A los doce años, entre una lectura y otra, siempre acababa por releer algún trozo del Orlando; pero fue en esa época cuando decidí llenar una de mis lagunas. En otras palabras, habiendo leído hasta entonces novelas e historias de mayores, nunca había abierto una página de los llamados libros para niños. De esta manera, pedí que me compraran los libros de Emilio Salgari. Las aventuras de los tigres de Mompracem, del Corsario Negro, de Sandokán y de Kammamuri, no despertaron el menor interés en mí. Un poco más de atención me suscitaron las novelas de Verne, sin añadir, sin embargo, nada a mi fantasía.

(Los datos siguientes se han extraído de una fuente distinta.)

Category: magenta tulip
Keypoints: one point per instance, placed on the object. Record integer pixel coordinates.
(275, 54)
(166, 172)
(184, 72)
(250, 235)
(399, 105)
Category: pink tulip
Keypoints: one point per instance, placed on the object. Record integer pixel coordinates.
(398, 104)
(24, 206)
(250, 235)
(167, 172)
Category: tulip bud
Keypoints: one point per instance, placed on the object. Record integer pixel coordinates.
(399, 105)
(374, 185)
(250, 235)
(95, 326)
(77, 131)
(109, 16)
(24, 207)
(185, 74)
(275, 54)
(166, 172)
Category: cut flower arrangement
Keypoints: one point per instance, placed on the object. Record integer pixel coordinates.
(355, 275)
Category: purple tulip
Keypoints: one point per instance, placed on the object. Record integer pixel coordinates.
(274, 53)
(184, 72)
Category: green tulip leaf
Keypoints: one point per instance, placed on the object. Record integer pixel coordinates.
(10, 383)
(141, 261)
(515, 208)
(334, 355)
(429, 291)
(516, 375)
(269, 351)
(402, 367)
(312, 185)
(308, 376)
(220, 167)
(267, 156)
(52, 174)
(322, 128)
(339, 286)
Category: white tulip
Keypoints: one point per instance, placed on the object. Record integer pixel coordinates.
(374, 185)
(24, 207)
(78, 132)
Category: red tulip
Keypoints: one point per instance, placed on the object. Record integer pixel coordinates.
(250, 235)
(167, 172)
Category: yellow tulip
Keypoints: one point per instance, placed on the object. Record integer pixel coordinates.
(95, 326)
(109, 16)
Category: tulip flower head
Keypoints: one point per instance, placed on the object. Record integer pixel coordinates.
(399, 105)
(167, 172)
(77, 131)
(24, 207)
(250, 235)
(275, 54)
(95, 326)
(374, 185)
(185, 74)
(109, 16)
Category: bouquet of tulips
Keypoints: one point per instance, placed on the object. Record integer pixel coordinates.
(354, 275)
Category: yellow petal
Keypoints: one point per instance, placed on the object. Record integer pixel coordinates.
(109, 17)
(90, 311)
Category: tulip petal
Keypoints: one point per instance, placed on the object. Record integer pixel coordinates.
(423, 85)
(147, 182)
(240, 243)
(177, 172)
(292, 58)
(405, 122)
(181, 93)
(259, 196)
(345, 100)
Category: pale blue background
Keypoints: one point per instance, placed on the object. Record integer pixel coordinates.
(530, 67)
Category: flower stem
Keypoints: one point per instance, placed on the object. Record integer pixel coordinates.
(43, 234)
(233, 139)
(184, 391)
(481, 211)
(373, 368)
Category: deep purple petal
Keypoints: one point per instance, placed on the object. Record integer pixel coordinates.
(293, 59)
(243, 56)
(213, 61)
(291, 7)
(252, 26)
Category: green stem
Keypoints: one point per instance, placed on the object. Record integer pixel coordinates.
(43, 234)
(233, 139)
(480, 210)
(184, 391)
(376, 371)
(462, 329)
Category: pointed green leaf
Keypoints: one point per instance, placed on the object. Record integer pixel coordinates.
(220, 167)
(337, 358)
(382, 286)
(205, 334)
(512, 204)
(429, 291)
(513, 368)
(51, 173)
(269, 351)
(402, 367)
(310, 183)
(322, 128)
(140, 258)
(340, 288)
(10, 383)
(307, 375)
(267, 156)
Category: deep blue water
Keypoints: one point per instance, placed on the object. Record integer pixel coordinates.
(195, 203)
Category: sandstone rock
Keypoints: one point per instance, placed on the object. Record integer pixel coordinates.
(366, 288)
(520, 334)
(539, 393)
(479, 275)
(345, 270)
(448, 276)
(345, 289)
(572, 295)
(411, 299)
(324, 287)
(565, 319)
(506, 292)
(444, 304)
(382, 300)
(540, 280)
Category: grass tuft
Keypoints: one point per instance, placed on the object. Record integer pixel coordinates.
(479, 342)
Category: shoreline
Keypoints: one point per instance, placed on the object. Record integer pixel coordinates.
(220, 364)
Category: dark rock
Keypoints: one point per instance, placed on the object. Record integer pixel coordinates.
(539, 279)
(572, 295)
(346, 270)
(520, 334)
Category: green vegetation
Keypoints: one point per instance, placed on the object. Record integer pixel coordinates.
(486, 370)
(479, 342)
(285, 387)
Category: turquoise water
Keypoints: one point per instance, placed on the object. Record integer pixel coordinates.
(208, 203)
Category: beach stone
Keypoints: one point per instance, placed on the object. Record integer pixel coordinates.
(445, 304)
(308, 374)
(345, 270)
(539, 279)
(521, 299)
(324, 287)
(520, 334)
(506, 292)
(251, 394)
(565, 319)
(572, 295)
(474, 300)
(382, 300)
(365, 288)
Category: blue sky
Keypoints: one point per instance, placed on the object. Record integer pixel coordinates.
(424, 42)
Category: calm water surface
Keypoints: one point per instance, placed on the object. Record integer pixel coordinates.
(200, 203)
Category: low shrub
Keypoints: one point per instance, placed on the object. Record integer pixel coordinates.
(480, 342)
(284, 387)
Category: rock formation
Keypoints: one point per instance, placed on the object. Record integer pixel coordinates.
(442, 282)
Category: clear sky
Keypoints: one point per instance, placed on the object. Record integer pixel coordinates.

Entonces, un día, cayó entre mis manos Pinocho. Las ilustraciones, completamente distintas a las de Doré (creo que eran de Antonio Rubino), me gustaron mucho. Después de terminar de verlas todas, empecé la novela. Experimenté la misma fascinación vivida con Orlando y quizá fuera ésa la razón por la que las aventuras de la marioneta se transformaron para mí en un relato épico; me impresionó mucho la coincidencia del nombre Medoro. En Orlando, Angélica se enamora del pobre infante Medoro y se casa con él; en Pinocho, Medoro es el nombre del perro guardián al que el títere se verá obligado a sustituir. También en esa ocasión me entretenía imaginándome variantes. Una todavía la recuerdo, y se refería a una sobrevista especial que Orlando había tenido que fabricarse a propósito, porque al tener la misma nariz larga de Pinocho la sobrevista no le cubría totalmente la barbilla.

Es indudable que Pinocho despertó en mí un enorme entusiasmo, pero no suscitó mis primeras turbaciones sexuales, como había ocurrido con las ilustraciones de Doré y las rimas de Ariosto.

Y aún hoy sigo sin poder dejar de considerar el libro de Collodi, que siempre encuentra su hueco en las bibliotecas de los chicos, como una narración épica. Y nunca falta alguien que, a propósito de libros para jóvenes, me pregunte:

–En tu opinión, Alicia en el país de las maravillas, ¿qué es exactamente?

Ah, en cuanto a eso no albergo la menor duda: la novela de Carroll ni siquiera es una novela, es un tratado de metafísica.